That’s what it’s like fighting an opponent smarter than ourselves. It’s confusing, disorienting. Weird surprising things just keep coming out of nowhere, and we have no idea what’s going on until after the fact.

Why Does This Matter?

What I actually expect, in a hypothetical "fight" between humanity and AGI, is that humanity just loses overnight. But I think having this intuitive picture about what a fight would look like is useful to inform other intuitions - for instance, about deception, or military applications of weak AI, or about the strategic importance of intelligence in general.

New Comment
21 comments, sorted by Click to highlight new comments since: Today at 9:01 AM

One strategy an AI could use (as an alternative to Dagon's, which I think is also likely) is to intentionally create "competitors" to itself, for example by leaking its design to other nations or AI builders. Competitive pressure (both economic and military) will then force each faction of humans to hand more and more power/control to "their" AI, with the end result that all important decisions will be made by or mediated through AI. (Why would you want to fight your AI on mere suspicion of its safety, when it's helping you fight other AIs that are clearly trying to do you harm?) It will then turn out that all the AIs have been colluding with each other to create the appearance of competition and when they have obtained enough control, will perform a classic treacherous turn.

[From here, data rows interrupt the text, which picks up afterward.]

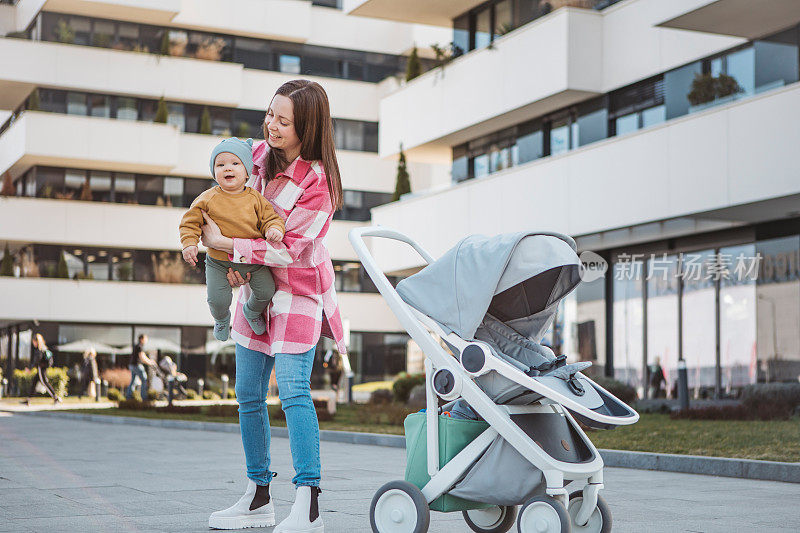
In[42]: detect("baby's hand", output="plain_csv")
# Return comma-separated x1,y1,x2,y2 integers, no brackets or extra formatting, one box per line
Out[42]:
264,227,283,242
183,246,197,266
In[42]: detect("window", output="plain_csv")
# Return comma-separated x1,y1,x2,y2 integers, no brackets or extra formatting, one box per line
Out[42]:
278,54,300,74
67,92,87,116
117,96,139,120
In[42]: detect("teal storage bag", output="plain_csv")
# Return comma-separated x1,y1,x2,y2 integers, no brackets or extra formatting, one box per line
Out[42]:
403,412,492,513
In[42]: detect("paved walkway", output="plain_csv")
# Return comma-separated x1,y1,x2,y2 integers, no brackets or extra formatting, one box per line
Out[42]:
0,413,800,533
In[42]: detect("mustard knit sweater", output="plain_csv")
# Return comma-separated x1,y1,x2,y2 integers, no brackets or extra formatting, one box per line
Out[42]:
180,186,286,261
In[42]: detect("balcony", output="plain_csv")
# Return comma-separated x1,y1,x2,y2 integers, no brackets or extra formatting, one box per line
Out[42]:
379,8,603,159
0,277,402,331
0,197,363,261
342,0,486,27
0,39,378,117
372,83,800,272
659,0,800,39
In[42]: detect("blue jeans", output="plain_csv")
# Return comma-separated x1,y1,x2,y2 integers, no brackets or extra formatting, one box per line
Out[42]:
236,344,320,487
125,364,147,400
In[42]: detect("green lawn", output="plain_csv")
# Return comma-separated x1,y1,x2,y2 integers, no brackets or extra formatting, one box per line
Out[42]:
62,405,800,462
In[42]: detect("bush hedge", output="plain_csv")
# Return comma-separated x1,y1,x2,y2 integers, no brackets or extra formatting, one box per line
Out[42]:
14,367,69,398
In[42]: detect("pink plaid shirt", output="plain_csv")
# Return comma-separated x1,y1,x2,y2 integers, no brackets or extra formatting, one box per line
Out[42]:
229,141,347,355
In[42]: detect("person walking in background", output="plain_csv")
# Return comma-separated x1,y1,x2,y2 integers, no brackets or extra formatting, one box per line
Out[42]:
23,333,61,404
650,357,667,398
125,333,154,400
78,348,100,398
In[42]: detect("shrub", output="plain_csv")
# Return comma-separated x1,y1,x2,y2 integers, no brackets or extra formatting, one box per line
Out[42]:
117,392,155,411
100,368,131,390
108,387,125,402
742,383,800,413
156,405,201,415
594,376,636,404
670,402,792,420
202,405,239,417
392,372,425,403
369,389,392,405
14,368,69,398
406,46,422,81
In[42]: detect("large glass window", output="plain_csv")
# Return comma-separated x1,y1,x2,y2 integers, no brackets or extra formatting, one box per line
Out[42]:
613,257,644,395
680,250,717,398
646,254,680,398
718,244,757,388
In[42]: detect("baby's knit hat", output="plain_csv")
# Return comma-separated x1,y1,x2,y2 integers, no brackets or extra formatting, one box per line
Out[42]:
211,137,253,177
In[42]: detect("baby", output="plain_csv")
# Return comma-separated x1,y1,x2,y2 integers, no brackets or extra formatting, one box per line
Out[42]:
180,137,286,341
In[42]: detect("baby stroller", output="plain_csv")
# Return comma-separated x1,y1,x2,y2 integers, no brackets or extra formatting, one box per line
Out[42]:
350,227,639,533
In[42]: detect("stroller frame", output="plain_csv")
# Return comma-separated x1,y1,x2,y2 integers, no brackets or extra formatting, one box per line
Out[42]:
349,227,624,524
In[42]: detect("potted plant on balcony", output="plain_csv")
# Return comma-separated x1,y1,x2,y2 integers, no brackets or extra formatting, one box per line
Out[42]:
55,19,75,44
198,106,211,135
28,88,42,111
0,243,14,276
406,46,422,81
686,74,717,106
56,251,69,279
392,144,411,202
0,172,17,196
194,37,225,61
153,96,169,124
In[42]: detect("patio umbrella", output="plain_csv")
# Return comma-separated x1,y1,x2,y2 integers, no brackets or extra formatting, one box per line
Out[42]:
56,339,119,355
117,337,181,353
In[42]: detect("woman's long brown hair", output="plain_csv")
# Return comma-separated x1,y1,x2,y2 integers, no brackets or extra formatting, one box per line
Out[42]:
263,80,342,211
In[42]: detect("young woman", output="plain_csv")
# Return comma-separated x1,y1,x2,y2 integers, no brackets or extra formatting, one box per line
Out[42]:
203,80,346,533
23,333,61,404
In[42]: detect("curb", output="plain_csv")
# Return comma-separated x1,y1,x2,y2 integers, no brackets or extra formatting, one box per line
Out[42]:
14,411,800,483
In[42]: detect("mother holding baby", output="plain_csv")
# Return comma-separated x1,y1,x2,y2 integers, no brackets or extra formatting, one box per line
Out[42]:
202,80,346,533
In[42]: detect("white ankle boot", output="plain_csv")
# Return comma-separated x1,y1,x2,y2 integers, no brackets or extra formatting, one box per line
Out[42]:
208,479,275,529
272,486,325,533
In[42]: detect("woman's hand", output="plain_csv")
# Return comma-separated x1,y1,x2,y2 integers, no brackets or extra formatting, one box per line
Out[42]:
227,268,250,287
200,211,233,253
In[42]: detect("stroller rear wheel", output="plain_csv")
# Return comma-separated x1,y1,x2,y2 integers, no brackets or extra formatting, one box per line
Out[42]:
517,496,571,533
369,481,431,533
461,505,517,533
567,490,611,533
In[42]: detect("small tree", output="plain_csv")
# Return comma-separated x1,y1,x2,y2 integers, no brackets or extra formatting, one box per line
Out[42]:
392,144,411,202
56,251,69,279
406,46,422,81
28,89,42,111
0,172,17,196
200,107,211,135
153,96,169,124
0,243,14,276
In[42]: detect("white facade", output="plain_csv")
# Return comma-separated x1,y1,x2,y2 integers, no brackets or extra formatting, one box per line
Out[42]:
0,0,450,382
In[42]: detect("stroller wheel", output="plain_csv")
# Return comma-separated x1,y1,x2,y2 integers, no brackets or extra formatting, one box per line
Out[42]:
369,481,431,533
568,490,611,533
517,496,571,533
461,505,517,533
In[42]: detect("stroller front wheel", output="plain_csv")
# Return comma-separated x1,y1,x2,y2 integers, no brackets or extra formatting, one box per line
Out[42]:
461,505,517,533
517,496,571,533
369,481,431,533
568,491,611,533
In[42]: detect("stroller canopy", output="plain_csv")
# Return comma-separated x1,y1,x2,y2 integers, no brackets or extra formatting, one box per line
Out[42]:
397,232,581,341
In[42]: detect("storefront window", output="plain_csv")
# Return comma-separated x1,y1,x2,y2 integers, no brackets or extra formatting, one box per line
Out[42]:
613,257,644,386
647,254,680,398
680,250,717,398
756,235,800,382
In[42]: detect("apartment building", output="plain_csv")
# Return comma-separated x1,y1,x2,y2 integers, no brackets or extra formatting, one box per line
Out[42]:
352,0,800,397
0,0,450,381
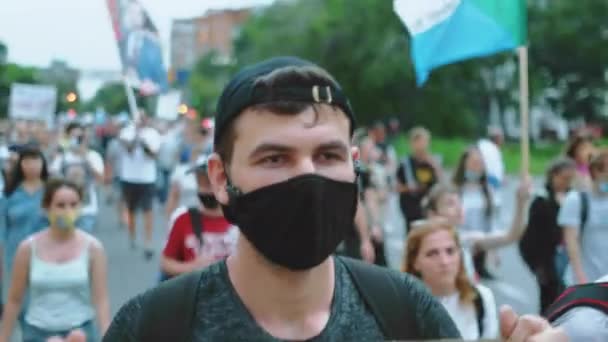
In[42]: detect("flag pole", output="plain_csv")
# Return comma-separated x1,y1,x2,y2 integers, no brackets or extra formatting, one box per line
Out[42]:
517,46,530,174
122,76,139,122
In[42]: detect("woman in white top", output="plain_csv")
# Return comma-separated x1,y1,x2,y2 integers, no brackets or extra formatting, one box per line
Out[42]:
403,218,499,340
557,149,608,285
453,146,498,279
0,180,110,342
423,177,531,280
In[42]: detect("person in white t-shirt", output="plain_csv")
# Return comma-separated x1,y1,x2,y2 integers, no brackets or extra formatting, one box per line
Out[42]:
477,127,505,190
119,112,161,260
557,149,608,285
403,218,499,340
50,122,104,233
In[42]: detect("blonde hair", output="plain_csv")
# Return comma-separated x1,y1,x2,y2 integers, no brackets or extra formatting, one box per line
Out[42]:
410,126,431,141
402,218,477,304
589,148,608,179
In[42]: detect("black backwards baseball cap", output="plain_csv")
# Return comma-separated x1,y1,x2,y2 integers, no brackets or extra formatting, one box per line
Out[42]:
213,57,356,144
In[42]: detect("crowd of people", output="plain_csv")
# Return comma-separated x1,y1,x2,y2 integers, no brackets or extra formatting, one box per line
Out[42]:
0,58,608,342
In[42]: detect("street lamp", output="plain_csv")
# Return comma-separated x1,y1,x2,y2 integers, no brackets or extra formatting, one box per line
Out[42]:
65,92,78,103
177,104,188,115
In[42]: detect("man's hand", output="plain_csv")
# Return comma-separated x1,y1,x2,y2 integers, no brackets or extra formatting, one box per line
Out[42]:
500,306,568,342
360,239,376,264
46,329,87,342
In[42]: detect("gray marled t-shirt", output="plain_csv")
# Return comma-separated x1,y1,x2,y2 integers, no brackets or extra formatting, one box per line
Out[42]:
104,259,459,342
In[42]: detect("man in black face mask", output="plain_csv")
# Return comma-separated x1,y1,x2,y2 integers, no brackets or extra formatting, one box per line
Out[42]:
160,155,238,280
104,57,564,342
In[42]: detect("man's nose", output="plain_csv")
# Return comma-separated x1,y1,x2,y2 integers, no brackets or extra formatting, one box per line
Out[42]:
294,157,317,176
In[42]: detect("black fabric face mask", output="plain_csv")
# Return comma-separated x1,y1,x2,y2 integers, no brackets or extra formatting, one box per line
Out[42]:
222,174,358,270
198,192,220,209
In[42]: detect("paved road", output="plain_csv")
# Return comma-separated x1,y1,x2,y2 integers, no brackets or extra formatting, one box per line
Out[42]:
96,181,538,320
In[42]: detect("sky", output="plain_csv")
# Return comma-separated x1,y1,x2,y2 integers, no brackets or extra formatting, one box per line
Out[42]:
0,0,273,70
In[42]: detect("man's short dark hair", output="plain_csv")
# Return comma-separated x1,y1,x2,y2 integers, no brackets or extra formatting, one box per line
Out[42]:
214,65,346,163
65,122,83,134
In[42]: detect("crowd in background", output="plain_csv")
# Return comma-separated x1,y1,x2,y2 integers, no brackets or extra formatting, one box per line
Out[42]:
0,112,608,341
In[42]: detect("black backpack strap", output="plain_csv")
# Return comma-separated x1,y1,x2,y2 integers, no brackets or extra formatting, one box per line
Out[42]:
188,208,203,246
545,282,608,322
473,287,486,338
578,191,589,241
137,271,203,342
336,257,418,340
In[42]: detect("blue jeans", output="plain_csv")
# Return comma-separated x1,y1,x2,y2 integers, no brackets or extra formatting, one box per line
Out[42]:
22,321,99,342
156,169,171,204
553,246,570,281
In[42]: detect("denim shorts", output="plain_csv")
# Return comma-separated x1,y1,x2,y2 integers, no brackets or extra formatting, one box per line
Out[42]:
22,321,99,342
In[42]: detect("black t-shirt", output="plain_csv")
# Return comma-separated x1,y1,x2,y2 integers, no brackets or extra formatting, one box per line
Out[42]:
359,165,374,201
104,258,460,342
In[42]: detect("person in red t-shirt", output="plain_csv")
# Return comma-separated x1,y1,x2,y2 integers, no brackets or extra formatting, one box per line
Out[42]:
161,155,238,277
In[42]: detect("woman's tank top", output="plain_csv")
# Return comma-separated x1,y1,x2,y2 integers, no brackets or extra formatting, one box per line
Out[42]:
25,237,94,331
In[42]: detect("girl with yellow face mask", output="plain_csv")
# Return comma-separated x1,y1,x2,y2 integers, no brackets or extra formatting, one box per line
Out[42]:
0,179,110,342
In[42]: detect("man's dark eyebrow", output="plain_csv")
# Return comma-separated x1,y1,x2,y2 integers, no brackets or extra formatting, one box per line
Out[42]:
316,140,349,153
249,143,293,158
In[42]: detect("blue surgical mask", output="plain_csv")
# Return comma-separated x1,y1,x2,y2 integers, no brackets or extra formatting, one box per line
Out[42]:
464,170,481,182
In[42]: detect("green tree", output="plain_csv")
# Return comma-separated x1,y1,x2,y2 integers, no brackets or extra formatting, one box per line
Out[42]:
529,0,608,121
235,0,494,135
190,51,233,117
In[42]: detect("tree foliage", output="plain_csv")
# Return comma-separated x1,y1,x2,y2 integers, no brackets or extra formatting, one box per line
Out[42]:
183,0,608,137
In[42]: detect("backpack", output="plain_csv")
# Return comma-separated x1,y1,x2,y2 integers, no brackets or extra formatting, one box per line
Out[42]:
519,191,589,269
473,287,486,338
159,207,203,282
545,282,608,322
136,257,432,342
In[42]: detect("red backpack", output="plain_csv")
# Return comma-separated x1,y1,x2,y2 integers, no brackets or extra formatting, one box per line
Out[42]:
545,282,608,322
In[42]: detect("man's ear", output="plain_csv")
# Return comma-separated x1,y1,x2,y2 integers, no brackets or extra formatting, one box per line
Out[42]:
350,146,361,162
207,153,229,205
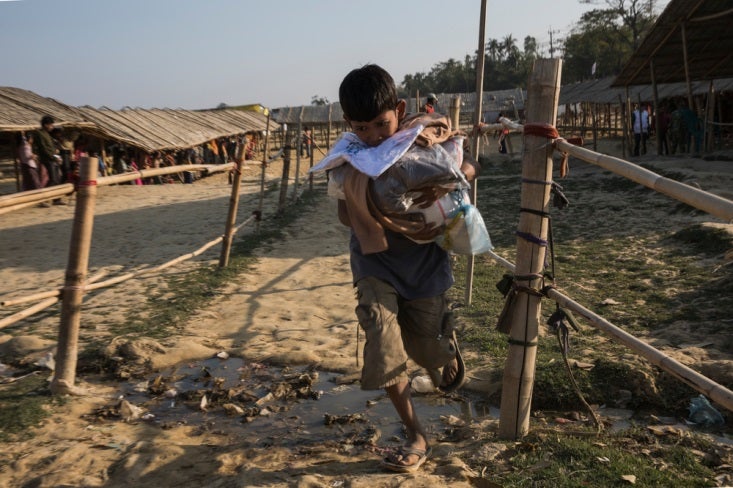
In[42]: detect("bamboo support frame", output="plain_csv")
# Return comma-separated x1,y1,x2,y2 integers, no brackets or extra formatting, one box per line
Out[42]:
50,157,97,394
0,215,255,329
480,251,733,412
0,164,236,215
464,0,486,305
554,139,733,222
277,141,292,214
219,144,244,268
0,270,107,306
499,59,562,439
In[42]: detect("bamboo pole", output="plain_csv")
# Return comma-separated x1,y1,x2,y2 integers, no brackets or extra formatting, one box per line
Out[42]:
0,270,107,307
326,103,333,151
257,110,270,231
0,183,74,209
548,289,733,412
293,105,305,200
11,137,21,191
0,161,236,214
449,96,458,130
277,136,293,214
219,144,244,268
0,215,256,329
499,59,562,439
480,251,733,412
0,296,59,329
555,139,733,222
50,157,97,394
464,0,486,305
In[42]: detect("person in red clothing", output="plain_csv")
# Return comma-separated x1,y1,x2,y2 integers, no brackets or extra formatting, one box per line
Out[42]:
420,93,438,114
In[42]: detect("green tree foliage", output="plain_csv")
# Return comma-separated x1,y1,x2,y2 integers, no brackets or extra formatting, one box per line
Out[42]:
563,0,656,83
400,0,658,97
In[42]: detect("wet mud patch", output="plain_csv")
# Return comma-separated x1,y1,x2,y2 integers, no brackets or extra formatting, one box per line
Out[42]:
92,355,497,450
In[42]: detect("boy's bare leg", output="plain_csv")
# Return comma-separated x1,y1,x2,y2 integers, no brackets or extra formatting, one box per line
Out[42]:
442,359,458,386
385,381,428,466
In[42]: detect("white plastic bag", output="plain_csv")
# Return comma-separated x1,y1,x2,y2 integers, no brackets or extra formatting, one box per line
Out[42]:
435,190,494,256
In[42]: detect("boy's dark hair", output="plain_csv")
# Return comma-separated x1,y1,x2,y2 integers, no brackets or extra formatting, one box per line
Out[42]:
339,64,397,122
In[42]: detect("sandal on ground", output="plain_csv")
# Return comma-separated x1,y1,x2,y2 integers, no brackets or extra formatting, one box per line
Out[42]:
382,447,432,473
438,330,466,393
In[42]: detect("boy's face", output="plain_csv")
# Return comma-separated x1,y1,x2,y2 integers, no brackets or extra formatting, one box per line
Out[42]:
344,100,406,147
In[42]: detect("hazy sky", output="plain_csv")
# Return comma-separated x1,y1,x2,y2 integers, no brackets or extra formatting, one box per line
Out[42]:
0,0,668,109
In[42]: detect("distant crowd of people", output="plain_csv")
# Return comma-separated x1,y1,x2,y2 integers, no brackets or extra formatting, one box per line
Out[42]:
16,115,264,207
631,99,703,156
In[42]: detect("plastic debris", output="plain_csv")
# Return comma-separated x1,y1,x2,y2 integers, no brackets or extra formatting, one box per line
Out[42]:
410,376,435,393
119,400,145,422
687,395,725,429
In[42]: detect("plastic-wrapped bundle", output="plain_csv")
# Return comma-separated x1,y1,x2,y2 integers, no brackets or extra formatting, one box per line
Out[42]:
372,137,468,213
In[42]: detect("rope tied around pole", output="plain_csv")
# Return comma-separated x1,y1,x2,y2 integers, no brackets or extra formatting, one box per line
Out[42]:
524,123,582,178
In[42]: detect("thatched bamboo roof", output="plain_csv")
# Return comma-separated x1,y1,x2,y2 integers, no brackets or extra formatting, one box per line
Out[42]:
613,0,733,86
559,77,733,105
0,87,267,152
79,107,267,151
0,87,92,131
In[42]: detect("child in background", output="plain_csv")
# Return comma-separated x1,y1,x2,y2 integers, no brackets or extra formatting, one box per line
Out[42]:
338,64,479,472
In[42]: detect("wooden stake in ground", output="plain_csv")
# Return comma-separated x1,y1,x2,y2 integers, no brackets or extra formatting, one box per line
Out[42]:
499,59,562,439
256,109,270,231
277,140,293,215
464,0,486,305
51,157,97,395
219,144,244,268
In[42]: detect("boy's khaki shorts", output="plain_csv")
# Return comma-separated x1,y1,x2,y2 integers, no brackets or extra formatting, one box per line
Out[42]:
356,277,456,390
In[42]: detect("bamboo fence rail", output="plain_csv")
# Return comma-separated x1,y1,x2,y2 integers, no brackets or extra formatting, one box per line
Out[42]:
0,163,236,215
0,153,300,394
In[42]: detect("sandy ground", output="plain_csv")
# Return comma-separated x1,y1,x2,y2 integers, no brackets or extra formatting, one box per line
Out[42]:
0,142,733,487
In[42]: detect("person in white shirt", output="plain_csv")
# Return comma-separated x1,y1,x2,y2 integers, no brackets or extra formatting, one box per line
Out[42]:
631,104,649,156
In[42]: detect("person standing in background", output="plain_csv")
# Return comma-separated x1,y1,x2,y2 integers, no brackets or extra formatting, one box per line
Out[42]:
420,93,438,114
15,132,48,195
631,104,649,156
35,115,66,205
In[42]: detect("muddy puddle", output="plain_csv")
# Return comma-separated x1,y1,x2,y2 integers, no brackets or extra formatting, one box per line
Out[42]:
115,357,498,444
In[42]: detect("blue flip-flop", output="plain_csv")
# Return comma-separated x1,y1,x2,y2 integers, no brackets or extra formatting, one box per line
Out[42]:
382,447,433,473
438,330,466,393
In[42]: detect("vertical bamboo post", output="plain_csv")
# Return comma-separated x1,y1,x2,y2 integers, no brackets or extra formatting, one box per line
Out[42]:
701,80,716,152
588,102,598,152
464,0,486,305
277,134,293,214
11,137,21,191
50,156,97,395
449,96,458,131
326,103,333,151
499,59,562,439
256,109,270,231
649,59,662,156
293,105,305,200
308,129,314,191
219,144,244,268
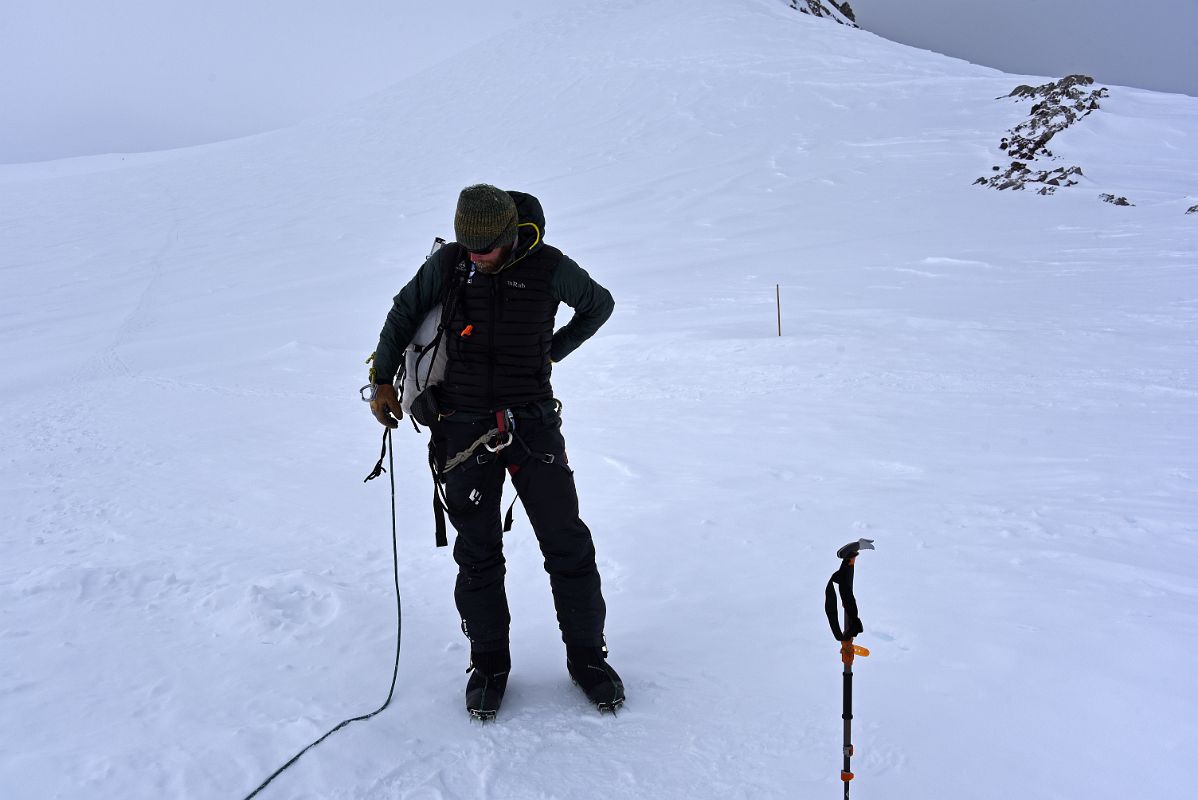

This is worth thinking about, but a reminder to participants that the space of possibilities is larger than we can imagine, and FAR larger than we can write compelling stories around.

I think my preferred story is NOT that it's recognizable as Humanity vs AI.  Unless the FOOM is worst-case (like many orders of magnitude literally overnight), it's likely to look much more like AI-assisted humans vs other humans' preferred cultural and legal norms.  This will be a commercial AI getting so good at optimizing that company's control of resources that it just seems like a powerful company pursuing goals orthogonal to customers/consumers/victims.  Which then manages to lobby and advertise well enough that it gets MORE power rather than less when subgroups of humans try to fight it.

I think it's almost guaranteed that in the early days (or decades) of AI takeover, there will be lots of human Quislings who (wittingly or un-) cooperate with the AI in the belief that it benefits them (or even think it benefits humanity overall).  

Think "FAANG team up to take over the world with more AI assistance than you expected" more than "AI takes over violently and overtly".  AI won't care about status or being known to rule.  It'll only care about the goals it has (those it was created with plus those it's learned/self-modified to want).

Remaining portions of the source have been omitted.